C'est incroyable! Je ne sais pas si son truc c'est parce qu'il est sans gêne, parle et sourit à tout le monde mais, en l'espace de dix minutes seulement, Ti-Pierre a bummé six dollars et trente-cinq cents. Quant à moi, j'ai récolté zéro. Je n'ai pas osé tendre la main et interpeller les gens. Il faudra bien que j'apprenne pourtant, mais j'espère que cela se fera le plus tard possible. Donald a essayé de quêter et ça a marché pour lui aussi.

Plus tard, Ti-Pierre nous emmène faire un tour au magasin le Hudson Bay. Il dit qu'il n'en a que pour un moment, nous tourne le dos et s'en va. On le voit s'avancer vers une table pleine de chandails de laine en vente. Il en prend un dans ses mains, se retourne pour nous demander si ça lui va bien. Après s'être regardés brièvement, Donald et moi répondons en choeur: «Wouuuaaiin!»
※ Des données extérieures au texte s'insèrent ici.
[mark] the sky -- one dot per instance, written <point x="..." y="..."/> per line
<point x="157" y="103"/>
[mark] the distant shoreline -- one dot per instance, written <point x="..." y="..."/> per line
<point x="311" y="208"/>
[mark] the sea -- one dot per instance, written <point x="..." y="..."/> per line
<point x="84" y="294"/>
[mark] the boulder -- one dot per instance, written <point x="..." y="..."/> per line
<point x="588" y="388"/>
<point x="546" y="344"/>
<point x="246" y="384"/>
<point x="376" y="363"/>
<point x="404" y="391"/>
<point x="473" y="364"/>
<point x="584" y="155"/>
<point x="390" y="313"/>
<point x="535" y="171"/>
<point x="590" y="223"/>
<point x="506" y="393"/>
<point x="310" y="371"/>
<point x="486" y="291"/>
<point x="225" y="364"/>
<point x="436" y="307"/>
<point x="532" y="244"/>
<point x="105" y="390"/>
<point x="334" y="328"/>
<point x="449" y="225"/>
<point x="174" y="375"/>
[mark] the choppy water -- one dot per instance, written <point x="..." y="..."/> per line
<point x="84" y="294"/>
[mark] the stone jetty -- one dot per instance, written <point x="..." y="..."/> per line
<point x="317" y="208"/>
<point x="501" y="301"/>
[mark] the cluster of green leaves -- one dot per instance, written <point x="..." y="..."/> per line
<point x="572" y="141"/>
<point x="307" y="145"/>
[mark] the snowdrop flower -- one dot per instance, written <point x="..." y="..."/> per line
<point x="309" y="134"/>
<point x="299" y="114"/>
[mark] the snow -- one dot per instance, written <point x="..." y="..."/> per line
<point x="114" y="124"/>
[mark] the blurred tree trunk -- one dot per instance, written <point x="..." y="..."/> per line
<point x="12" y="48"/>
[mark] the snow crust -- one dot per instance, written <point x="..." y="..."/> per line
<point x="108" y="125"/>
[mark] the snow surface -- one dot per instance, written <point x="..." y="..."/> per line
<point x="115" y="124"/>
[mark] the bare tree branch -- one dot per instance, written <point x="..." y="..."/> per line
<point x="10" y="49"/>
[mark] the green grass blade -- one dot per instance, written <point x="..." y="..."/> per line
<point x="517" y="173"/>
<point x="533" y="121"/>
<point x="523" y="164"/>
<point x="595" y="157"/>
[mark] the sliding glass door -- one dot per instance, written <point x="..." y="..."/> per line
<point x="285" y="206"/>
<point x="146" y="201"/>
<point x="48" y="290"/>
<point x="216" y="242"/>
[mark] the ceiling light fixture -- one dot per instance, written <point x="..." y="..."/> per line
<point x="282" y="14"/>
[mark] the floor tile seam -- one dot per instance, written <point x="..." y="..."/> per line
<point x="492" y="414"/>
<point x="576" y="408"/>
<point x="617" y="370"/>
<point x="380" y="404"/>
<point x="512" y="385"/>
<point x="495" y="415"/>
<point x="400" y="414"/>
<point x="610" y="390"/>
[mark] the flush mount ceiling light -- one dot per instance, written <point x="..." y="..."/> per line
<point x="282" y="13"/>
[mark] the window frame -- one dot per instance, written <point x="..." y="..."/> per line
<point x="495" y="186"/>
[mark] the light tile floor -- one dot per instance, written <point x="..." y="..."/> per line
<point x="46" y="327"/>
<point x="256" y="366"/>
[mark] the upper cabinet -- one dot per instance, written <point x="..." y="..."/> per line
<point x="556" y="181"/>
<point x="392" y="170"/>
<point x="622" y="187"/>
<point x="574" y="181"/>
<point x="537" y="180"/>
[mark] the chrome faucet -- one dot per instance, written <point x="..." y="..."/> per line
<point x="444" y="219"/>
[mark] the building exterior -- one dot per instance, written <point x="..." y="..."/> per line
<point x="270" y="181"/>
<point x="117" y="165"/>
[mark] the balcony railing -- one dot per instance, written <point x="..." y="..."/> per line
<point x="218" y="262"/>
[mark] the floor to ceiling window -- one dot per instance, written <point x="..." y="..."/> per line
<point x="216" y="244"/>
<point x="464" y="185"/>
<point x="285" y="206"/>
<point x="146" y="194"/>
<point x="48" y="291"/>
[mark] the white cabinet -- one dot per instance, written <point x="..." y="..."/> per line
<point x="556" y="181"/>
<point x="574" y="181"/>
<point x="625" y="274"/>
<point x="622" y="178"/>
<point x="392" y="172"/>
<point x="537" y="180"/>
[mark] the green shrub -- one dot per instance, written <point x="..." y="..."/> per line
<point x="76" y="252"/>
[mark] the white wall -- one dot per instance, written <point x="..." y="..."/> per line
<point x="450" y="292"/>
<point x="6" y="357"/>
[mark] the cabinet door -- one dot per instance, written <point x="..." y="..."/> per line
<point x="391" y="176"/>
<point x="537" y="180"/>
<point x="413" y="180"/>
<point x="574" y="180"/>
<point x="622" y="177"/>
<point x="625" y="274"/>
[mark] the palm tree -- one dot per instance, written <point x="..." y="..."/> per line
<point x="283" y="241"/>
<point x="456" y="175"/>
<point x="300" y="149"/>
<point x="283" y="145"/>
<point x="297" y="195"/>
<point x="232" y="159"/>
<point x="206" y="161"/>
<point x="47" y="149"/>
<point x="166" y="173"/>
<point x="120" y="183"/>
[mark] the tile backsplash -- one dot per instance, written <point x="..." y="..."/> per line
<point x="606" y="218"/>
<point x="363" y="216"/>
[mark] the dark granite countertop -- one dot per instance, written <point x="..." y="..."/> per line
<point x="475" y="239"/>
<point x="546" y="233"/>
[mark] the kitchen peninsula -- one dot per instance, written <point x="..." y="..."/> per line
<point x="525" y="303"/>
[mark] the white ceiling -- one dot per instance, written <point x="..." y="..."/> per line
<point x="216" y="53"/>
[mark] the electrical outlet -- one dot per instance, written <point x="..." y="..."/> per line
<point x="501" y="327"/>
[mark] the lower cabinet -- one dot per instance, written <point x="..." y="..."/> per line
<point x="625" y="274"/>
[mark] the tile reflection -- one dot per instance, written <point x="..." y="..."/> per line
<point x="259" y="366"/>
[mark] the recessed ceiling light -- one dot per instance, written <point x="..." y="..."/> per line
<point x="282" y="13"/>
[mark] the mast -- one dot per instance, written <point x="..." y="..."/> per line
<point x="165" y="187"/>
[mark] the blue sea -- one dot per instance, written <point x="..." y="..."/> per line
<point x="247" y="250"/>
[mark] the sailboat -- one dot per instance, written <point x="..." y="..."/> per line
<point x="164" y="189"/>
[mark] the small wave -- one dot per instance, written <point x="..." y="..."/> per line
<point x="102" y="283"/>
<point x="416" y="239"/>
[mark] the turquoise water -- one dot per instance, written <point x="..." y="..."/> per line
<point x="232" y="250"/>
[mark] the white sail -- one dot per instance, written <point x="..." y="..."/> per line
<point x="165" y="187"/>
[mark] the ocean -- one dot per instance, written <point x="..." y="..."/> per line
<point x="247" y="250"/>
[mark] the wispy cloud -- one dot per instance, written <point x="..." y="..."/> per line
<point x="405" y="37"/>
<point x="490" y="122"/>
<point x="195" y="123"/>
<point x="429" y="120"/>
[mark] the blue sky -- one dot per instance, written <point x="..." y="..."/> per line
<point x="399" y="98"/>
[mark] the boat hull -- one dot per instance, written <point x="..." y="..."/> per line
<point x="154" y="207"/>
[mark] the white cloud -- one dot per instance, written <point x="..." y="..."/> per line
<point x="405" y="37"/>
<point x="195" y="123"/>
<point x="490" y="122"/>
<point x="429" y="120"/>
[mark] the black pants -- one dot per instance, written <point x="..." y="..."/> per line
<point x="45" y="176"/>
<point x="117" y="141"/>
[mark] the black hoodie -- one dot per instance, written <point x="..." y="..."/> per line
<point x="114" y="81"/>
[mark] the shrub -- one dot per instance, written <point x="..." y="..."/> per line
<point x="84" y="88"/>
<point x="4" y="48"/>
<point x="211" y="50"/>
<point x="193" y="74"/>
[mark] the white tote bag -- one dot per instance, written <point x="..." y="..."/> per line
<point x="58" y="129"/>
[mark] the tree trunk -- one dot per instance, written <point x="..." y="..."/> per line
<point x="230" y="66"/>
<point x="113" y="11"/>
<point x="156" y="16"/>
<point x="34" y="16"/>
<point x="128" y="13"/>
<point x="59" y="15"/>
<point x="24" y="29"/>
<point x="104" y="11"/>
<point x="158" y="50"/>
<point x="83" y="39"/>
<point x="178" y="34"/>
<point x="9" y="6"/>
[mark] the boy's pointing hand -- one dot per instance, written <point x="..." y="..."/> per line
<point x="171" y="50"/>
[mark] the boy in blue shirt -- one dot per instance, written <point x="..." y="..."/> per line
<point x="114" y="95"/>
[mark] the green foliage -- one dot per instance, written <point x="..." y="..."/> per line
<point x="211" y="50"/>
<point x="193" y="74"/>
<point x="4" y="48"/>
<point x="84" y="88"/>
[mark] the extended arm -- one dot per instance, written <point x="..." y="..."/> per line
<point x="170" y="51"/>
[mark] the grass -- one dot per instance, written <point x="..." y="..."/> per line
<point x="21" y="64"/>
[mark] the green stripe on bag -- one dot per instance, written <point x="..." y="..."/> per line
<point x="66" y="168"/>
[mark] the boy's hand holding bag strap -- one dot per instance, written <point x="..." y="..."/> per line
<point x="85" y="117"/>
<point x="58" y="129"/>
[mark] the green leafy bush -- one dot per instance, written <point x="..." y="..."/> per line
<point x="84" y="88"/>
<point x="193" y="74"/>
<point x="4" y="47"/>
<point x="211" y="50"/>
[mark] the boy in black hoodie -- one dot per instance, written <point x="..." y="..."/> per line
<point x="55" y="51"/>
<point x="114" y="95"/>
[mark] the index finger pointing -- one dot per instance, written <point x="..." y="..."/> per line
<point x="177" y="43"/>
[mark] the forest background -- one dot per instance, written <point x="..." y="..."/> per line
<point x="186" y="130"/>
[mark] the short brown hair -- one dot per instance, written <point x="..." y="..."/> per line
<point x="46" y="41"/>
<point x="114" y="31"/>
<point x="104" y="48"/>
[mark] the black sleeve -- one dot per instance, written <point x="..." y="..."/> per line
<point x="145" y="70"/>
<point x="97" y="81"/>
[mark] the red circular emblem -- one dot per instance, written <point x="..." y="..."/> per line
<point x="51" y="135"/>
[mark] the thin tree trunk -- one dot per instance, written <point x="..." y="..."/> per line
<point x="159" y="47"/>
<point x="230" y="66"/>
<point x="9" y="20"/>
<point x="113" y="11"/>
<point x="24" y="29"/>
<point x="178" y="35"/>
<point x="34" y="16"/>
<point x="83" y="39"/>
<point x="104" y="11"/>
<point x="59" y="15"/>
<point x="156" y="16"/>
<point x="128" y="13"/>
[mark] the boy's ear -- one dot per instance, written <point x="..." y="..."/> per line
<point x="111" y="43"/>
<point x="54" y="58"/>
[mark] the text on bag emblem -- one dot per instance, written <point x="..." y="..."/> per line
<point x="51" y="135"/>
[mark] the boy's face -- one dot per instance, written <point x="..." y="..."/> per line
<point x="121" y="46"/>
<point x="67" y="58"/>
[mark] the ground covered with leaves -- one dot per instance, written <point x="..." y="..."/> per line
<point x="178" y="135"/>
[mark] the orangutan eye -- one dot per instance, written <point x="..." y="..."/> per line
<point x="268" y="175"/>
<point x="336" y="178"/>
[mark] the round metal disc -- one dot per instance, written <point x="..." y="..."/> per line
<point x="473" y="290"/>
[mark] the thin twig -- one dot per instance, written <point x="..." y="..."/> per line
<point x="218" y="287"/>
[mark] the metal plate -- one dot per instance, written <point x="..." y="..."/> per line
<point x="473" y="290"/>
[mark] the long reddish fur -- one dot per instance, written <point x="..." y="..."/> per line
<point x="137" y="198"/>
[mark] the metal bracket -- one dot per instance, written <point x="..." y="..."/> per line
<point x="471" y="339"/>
Ti-Pierre nous plaque là, marche vers une porte qui donne sur un escalier et revient quelques secondes plus tard. Il n'a plus sa chemise à fleurs et porte maintenant le chandail blanc. Il passe près de nous et, devant notre air ahuri, chuchotte que nous sortions tout de suite. On ne se fait pas prier deux fois. A l'extérieur, il nous dit: «J'vous ava' ben dit que la vie est facile, icitte.»

Je n'ose pas lui poser la question qui me vient à l'esprit, à savoir si son message est de nous faire comprendre que la vie sera plus facile pour nous si on se met à voler. J'en doute. Pourtant, a en croire Samuel Buttler: l'honnêteté ne consiste pas à ne jamais voler, mais à savoir jusqu'à quel point on peut voler, et comment faire bon usage de ce qu'on vole.

Nous marchons sur la rue Granville où ça grouille de monde. Plus loin, nous tournons à droite sur la rue Davie, jusqu'à un restaurant qui annonce des mets italiens. On s'installe à une table et Ti-Pierre commande une pizza toute garnie et des verres de lait.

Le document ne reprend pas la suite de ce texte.